Kadınsız inkılab kadınsız cumhuriyet

Dün, önce Anıtkabir’de sonra da TBMM’de Cumhuriyet Bayramı vesilesiyle devletlu erkanı katında gerçekleşen kutlamaları izlerken, yukarıdaki başlık düştü aklıma. Başlığın ilk bölümü “Kadınsız inkılab”, Yaprak Zihnioğlu’nun, Osmanlı İmparatorluğundan Türkiye Cumhuriyetine evrildiğimiz dönemeçte siyaset yapmaya çalışan bir kadın grubunun hikayesini anlattığı kitabın adı.

Malum, resmi tarih tezimize göre, yeni Türkiye Cumhuriyeti öyle ilerici, öyle kadın dostudur ki, kadınlara haklarını, hiç daha onlar talep bile etmemişken, bir ihsan kabilinden verivermiştir.
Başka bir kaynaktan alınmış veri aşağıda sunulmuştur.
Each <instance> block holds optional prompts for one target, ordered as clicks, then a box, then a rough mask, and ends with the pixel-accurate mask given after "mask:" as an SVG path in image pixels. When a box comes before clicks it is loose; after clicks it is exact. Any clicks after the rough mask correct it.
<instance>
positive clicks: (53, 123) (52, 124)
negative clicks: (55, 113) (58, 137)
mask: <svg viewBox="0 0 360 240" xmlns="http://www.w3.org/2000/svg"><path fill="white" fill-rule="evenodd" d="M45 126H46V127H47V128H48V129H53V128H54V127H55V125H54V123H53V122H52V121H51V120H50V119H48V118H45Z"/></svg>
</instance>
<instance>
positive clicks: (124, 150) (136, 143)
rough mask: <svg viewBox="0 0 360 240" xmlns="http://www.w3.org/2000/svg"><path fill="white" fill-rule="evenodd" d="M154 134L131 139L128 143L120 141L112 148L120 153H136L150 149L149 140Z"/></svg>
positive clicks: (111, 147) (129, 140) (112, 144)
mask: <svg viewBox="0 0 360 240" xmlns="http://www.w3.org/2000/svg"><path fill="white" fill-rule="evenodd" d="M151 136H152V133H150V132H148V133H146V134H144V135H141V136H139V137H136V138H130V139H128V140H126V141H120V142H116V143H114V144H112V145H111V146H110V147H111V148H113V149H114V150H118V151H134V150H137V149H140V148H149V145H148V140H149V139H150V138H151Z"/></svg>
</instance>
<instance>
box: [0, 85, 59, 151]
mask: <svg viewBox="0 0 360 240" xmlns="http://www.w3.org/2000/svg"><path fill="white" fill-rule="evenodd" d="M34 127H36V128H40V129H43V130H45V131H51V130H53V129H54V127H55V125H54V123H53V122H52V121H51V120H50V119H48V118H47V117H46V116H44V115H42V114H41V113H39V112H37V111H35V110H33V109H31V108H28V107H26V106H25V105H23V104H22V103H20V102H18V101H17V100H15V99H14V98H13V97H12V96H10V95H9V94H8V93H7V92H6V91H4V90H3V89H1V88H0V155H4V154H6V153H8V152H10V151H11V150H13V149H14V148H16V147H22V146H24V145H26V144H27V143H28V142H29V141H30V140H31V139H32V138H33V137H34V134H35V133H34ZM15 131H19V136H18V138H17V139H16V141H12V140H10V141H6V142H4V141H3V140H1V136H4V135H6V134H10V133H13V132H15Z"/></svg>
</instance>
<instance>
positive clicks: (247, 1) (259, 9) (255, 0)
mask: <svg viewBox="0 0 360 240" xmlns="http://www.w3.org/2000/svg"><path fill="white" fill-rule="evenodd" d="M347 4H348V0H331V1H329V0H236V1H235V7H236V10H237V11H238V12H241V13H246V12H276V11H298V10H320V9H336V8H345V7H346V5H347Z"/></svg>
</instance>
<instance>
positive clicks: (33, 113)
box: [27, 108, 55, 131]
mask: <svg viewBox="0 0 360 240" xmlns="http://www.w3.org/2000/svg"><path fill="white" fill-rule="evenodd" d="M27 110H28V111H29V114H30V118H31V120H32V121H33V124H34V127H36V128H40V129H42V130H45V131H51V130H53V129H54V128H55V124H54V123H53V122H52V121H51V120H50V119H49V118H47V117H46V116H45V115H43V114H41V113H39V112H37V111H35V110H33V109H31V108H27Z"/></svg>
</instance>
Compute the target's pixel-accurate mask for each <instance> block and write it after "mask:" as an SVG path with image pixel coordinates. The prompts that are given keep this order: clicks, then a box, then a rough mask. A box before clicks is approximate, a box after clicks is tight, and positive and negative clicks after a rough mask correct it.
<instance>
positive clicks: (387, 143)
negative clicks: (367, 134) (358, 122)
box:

Bu bağlamda, kadınların seçme ve seçilme hakkına 5 Aralık 1934’te, daha pek çok batılı ülkenin kadınları kavuşmadan önce kavuştuğunu öğrenmişizdir. Oysa, bu resimde yalanla gerçek karışık bir haldedir ve gerçekleri çoğu kimse bilmemektedir.

Kadınların siyasal yönetimde hem seçerek, hem de seçilerek yer almak istemesi, hemen her ülke açısından, bağrında bir kadın mücadelesi tarihini barındırmaktadır.  Mesela İngiltere, mesela Fransa ve tabi ki ABD, kadınların zorlu mücadelelerine tanık olmuştur.  Bu mücadeleleri yakından izleyen Osmanlı kadın eliti de, benzer bir mücadeleyi hem İmparatorluğun son dönemlerinde hem de yeni kurulan Cumhuriyet döneminde vermiştir.

Bu mücadelenin sembol ismi ise, “Kadınlar Halk Fırkası”nın kurucusu Nezihe Muhiddin’dir. Ancak ne yazık ki, devletin yarı resmi basın organları da dahil pek çok etkili ve yetkili mercinin karalama kampanyaları, soruşturmaları neticesinde Nezihe Muhiddin bu mücadeleyi kaybetmiş, sonuçta resmi tarihin üstünü çizdiği, unutturduğu bir Cumhuriyet kadını olmuştur.